Bridgers oiling the residential property market

Bridgers oiling the residential property market


No longer are bridges the exclusive preserve of professional property investors and landlords, but they increasingly meet the needs of average buyers who urgently need finance.

Yousouf Roze, Director of First 4 Bridging, explains why bridging loans are playing a far more prominent role in the residential property market of late...

Indeed, a number of the cases we have dealt with of late have been a result of a lender either taking too long to make an offer or, even worse, making an offer on a property and then pulling it at the very last minute, leaving the would-be buyer out on a limb.


When the high street lender lets borrowers down, the bridging lender will often step in to provide the finance that ensures a buyer is able to proceed with the purchase.


In this sense, the bridging sector has really helped oil the residential property market in recent years, making sure sales go through where they would otherwise hit a wall.


In a stagnant market with relatively low transaction levels, it’s more important than ever that sales proceed — and bridging finance, which can come to the rescue when a sale is under threat, can go some way to ensure that happens.


So what kind of rates are out there and how easy is it to get a bridging loan? Well, on lower loan to value (LTV) loans — generally considered to be those of 60 per cent and below — it’s possible to get rates from as low as 0.75 per cent per month.


Admittedly, these kind of rates will probably only be offered on prime properties in the Capital, but they’re still out there.


Saying that, rates aren’t that bad at higher LTVs, either.

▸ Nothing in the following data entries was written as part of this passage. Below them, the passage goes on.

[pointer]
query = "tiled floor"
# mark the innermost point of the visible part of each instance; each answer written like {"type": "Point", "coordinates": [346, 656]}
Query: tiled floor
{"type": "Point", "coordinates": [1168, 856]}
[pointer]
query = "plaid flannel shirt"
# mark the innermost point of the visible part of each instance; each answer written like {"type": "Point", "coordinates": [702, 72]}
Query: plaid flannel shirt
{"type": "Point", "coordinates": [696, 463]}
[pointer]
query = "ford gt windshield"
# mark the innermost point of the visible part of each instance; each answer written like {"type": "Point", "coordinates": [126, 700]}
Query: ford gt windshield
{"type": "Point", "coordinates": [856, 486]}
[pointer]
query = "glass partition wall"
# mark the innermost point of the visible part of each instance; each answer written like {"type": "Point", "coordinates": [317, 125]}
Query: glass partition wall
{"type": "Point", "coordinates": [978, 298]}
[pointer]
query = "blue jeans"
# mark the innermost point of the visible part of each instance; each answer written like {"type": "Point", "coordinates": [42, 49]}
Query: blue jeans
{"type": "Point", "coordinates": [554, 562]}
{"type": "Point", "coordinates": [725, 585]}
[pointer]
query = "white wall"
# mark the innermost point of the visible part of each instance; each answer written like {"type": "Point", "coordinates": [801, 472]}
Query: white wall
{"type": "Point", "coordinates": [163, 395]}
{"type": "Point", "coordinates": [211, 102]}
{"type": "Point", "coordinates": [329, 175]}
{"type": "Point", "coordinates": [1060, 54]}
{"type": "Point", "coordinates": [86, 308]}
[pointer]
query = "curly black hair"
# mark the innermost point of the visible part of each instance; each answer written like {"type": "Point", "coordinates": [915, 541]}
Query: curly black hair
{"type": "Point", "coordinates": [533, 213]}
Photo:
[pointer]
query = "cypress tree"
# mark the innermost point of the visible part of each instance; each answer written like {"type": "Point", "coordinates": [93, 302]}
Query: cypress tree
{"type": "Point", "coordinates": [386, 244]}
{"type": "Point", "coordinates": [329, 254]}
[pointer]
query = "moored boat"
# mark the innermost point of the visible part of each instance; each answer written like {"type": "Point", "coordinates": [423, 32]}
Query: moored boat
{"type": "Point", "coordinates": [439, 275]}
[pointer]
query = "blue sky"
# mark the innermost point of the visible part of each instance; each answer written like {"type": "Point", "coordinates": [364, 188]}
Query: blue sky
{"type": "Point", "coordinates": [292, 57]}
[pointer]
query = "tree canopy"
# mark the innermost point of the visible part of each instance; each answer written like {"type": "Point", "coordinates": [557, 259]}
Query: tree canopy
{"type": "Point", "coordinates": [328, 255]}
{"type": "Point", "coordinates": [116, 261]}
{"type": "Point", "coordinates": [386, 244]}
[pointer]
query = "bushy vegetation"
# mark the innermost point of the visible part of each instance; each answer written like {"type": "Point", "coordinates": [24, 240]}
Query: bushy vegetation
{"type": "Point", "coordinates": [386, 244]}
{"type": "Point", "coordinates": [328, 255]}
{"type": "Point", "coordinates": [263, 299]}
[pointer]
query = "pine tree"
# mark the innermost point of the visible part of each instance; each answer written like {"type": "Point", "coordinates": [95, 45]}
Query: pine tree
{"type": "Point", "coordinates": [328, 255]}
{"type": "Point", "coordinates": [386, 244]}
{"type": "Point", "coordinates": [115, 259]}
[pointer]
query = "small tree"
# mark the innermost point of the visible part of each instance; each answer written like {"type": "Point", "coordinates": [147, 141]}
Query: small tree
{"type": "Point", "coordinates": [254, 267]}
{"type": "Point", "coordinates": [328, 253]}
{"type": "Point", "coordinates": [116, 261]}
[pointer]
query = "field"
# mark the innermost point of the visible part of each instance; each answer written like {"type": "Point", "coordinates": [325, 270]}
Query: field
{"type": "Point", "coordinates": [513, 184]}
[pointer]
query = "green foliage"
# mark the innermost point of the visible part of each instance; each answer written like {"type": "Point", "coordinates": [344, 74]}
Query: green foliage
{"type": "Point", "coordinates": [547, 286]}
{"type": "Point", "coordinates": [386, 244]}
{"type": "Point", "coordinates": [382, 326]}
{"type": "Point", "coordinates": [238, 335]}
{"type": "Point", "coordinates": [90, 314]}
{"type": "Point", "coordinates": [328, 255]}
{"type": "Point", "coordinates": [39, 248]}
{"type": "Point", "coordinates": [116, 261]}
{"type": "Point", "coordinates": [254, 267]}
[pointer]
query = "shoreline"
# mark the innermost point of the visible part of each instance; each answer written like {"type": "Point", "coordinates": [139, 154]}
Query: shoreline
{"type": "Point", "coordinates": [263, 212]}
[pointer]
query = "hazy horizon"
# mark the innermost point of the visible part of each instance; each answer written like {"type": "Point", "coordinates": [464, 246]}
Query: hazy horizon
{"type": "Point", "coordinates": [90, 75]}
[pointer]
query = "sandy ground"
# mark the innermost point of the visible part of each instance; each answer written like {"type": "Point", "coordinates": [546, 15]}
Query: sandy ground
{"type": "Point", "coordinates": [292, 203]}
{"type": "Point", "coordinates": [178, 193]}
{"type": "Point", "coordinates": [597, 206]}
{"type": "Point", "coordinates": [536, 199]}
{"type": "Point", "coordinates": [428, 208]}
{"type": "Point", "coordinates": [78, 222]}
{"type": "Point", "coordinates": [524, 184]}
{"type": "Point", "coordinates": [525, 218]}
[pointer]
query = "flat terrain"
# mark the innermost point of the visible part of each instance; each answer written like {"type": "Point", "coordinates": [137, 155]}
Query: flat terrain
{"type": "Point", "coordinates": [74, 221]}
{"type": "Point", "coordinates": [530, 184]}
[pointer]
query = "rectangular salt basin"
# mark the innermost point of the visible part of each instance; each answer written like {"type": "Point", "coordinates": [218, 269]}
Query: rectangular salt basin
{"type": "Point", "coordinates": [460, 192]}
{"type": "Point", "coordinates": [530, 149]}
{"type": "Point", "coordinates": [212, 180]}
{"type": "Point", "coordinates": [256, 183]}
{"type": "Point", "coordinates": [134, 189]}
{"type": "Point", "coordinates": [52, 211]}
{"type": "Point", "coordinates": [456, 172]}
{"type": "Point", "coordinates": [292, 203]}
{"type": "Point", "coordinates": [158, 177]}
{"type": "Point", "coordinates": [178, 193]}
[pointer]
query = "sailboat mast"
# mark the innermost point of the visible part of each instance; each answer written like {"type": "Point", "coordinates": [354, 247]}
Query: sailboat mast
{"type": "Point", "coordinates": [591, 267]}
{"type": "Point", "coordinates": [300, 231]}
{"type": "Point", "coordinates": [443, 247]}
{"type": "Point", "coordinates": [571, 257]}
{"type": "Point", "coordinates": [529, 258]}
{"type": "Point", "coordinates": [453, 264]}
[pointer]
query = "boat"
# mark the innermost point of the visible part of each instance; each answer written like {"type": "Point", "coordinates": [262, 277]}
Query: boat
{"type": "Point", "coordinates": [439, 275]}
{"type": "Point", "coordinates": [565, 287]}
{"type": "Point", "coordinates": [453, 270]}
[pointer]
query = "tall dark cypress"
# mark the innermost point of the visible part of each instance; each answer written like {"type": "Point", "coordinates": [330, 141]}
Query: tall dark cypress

At the time of writing in July, you could get 70 per cent LTV loans around the 1 per cent per month level, which is quite something.


In terms of loan criteria, some lenders will be happy to asset-lend at lower LTVs, but once the LTV rises, they will generally start to dig a little deeper to ensure the borrower will be able to service the loan.

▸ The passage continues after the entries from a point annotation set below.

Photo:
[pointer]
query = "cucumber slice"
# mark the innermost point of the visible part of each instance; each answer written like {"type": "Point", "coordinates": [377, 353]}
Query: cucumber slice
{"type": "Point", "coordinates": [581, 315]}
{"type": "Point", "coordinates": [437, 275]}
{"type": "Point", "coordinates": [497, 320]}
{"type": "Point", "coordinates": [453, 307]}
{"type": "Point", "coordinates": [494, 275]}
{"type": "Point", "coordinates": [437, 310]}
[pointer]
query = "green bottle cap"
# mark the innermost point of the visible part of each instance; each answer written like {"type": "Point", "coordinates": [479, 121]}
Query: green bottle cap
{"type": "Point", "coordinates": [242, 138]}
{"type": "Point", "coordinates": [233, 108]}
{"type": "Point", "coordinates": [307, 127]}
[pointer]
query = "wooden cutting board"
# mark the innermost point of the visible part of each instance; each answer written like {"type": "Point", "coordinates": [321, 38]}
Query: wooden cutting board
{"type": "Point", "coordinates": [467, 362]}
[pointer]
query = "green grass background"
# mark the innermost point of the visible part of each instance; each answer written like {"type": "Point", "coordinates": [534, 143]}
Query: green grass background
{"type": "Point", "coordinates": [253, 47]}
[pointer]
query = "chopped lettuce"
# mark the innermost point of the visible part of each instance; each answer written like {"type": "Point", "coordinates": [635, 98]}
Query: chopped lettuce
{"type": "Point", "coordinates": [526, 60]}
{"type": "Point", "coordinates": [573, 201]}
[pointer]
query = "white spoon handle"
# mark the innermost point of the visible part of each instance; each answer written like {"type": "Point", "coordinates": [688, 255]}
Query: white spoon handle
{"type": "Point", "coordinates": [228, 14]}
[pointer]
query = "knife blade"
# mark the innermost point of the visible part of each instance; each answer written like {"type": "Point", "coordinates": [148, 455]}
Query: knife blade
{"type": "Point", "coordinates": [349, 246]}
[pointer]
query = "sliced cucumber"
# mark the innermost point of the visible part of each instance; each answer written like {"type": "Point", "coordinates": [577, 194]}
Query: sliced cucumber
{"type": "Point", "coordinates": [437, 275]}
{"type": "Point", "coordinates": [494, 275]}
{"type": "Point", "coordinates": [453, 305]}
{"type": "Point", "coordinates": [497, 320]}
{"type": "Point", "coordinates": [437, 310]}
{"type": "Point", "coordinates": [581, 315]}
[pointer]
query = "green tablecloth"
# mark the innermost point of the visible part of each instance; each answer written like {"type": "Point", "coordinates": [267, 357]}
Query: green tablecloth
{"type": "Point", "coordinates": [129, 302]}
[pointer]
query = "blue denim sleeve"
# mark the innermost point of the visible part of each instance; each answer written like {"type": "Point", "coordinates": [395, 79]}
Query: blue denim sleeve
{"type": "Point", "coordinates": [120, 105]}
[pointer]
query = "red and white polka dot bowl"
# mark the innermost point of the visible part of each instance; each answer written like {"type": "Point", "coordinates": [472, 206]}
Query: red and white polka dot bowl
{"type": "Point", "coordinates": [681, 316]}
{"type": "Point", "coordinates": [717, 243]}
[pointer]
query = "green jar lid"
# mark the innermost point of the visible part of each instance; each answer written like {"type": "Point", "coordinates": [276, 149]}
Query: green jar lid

By and large, though, taking out a bridging loan is by no means as tough as many people think it is. An application form, ID, proof of serviceability and a valuation will generally be enough to kick things off.


As you would imagine, each lender has its quirks and preferences. Some, for instance, won’t touch anything if it’s outside the M25, others will focus purely on super-prime properties, while others still prefer to limit their lending to smaller loans. As ever, it all comes down to knowing which lender to go to given the aims and needs of your client.